Jean Chrétien Prime Minister

Mr. Speaker, as soon as we were informed of the problems in Chiapas, we sent a note of protest to the Mexican government. If you read the notes that came from Mexico, you would see that we were one of the first countries to do so and one of the countries that protested most vigorously.

Nevertheless, we believe that it is normal to have trading relations with Mexico. I am surprised to hear the Leader of the Opposition say we should not have trading relations with Mexico and China because we do not like the way they govern their countries.

We have always had trading relations, and it would be hypocrisy to claim that we can cut off our trading relations with countries with whom we disagree on the issue of human rights. We have always traded with China, the Soviet Union and Mexico. We intend to continue and to raise the issue of fundamental freedoms at the same time.
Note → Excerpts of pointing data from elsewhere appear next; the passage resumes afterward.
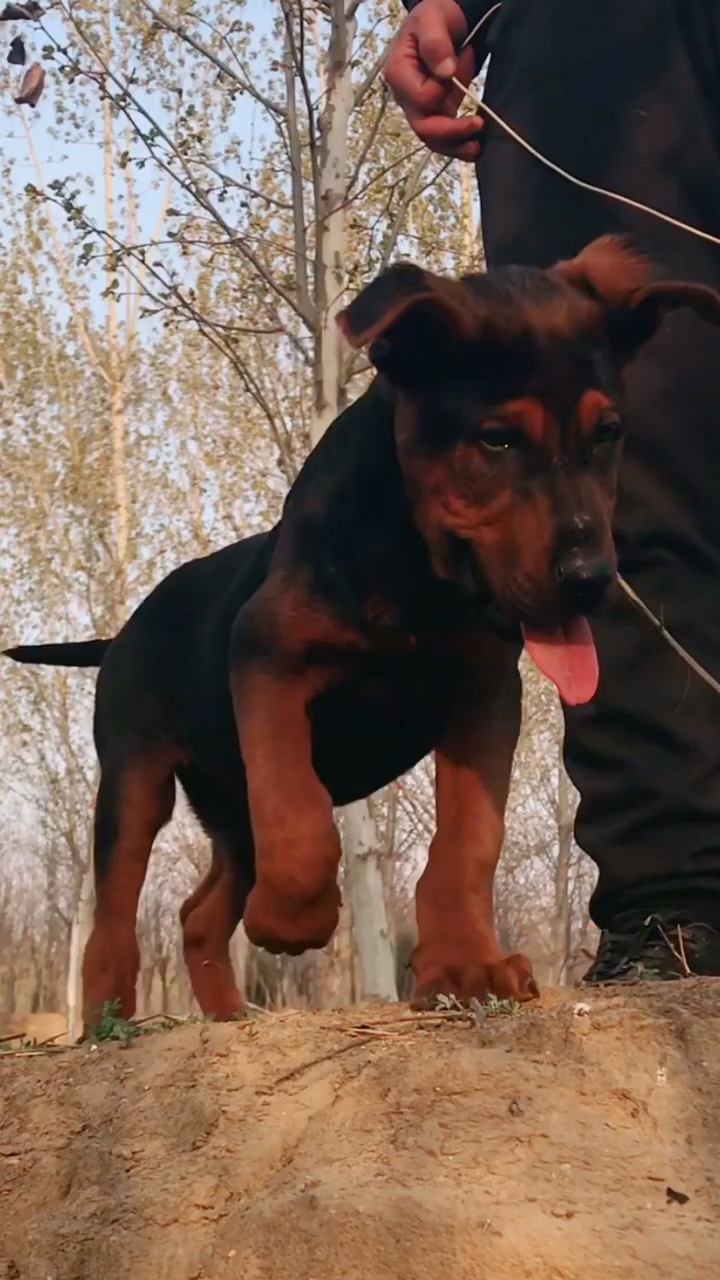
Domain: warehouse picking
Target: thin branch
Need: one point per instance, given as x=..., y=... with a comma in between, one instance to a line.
x=369, y=141
x=367, y=85
x=200, y=48
x=188, y=183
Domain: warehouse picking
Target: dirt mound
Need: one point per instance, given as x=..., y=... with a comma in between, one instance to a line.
x=309, y=1148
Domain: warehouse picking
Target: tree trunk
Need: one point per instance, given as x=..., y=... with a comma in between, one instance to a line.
x=80, y=933
x=360, y=845
x=563, y=877
x=365, y=894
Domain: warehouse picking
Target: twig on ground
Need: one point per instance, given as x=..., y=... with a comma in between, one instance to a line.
x=317, y=1061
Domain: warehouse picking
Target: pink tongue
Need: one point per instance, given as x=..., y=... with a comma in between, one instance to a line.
x=568, y=657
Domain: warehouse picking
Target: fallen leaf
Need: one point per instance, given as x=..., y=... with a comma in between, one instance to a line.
x=17, y=56
x=21, y=12
x=31, y=87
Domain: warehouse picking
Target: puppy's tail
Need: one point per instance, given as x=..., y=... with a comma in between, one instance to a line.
x=85, y=653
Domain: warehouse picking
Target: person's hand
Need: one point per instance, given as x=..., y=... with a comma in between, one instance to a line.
x=419, y=71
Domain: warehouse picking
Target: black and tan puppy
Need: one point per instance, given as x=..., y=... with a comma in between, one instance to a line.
x=460, y=507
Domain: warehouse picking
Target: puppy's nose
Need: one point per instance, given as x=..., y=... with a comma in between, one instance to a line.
x=583, y=579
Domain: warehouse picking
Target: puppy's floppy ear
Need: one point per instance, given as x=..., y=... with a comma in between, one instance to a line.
x=632, y=327
x=404, y=316
x=615, y=273
x=610, y=270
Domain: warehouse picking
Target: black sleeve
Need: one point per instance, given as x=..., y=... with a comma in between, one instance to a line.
x=473, y=9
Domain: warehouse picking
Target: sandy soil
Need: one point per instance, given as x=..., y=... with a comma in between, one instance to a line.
x=306, y=1147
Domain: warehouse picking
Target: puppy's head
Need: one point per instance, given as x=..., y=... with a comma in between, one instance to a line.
x=509, y=428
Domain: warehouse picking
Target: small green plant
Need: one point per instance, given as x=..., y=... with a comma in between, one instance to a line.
x=510, y=1008
x=112, y=1027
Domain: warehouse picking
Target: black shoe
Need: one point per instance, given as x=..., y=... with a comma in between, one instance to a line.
x=655, y=947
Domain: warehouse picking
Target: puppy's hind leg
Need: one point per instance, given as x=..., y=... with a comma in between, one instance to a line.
x=209, y=919
x=135, y=800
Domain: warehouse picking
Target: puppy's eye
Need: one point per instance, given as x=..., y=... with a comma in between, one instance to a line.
x=607, y=432
x=499, y=437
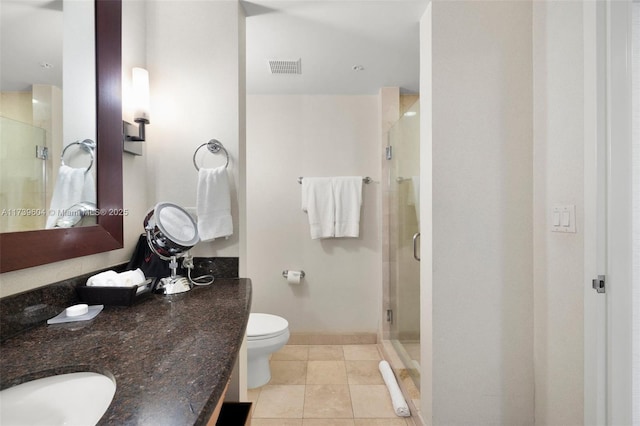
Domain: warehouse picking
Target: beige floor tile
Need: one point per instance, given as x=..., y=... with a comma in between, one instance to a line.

Government's Credit Rating
Oral Question Period

2:20 p.m.

Bloc

Yvan Loubier Saint-Hyacinthe—Bagot, QC

Mr. Speaker, as expected, the Dominion Bond Rating Service of Toronto lowered the federal government's credit rating yesterday, justifying its move by the government's inability to put its fiscal house in order. This lower rating, which will translate into hundreds of thousands of dollars in costs to the taxpayers of Quebec and Canada, revives the spectre of major hikes in interest rates, a scenario which occurred before under the Liberals in the early 1980s.

Does the Minister of Finance not agree that this lower rating is tantamount to an unequivocal condemnation of Canada by the financial community, signalling the failure of his budget with regard to public spending control?

Government's Credit Rating
Oral Question Period

2:20 p.m.

LaSalle—Émard
Québec

Liberal

Paul Martin Minister of Finance and Minister responsible for the Federal Office of Regional Development-Quebec

Mr. Speaker, in lowering this rating, the

DBRS was following the lead taken by another agency last year, that is to say before our budget. So, no connection can possibly be made between our budget and what has just happened.

Second, this rating relates to only 2 per cent of our debt, namely foreign currency. As for the budget, it is very unequivocal. Our goal is to bring the deficit down to 3 per cent of the gross domestic product within three years. We will achieve our goal and ultimately eliminate the deficit. That is our goal and we will achieve it.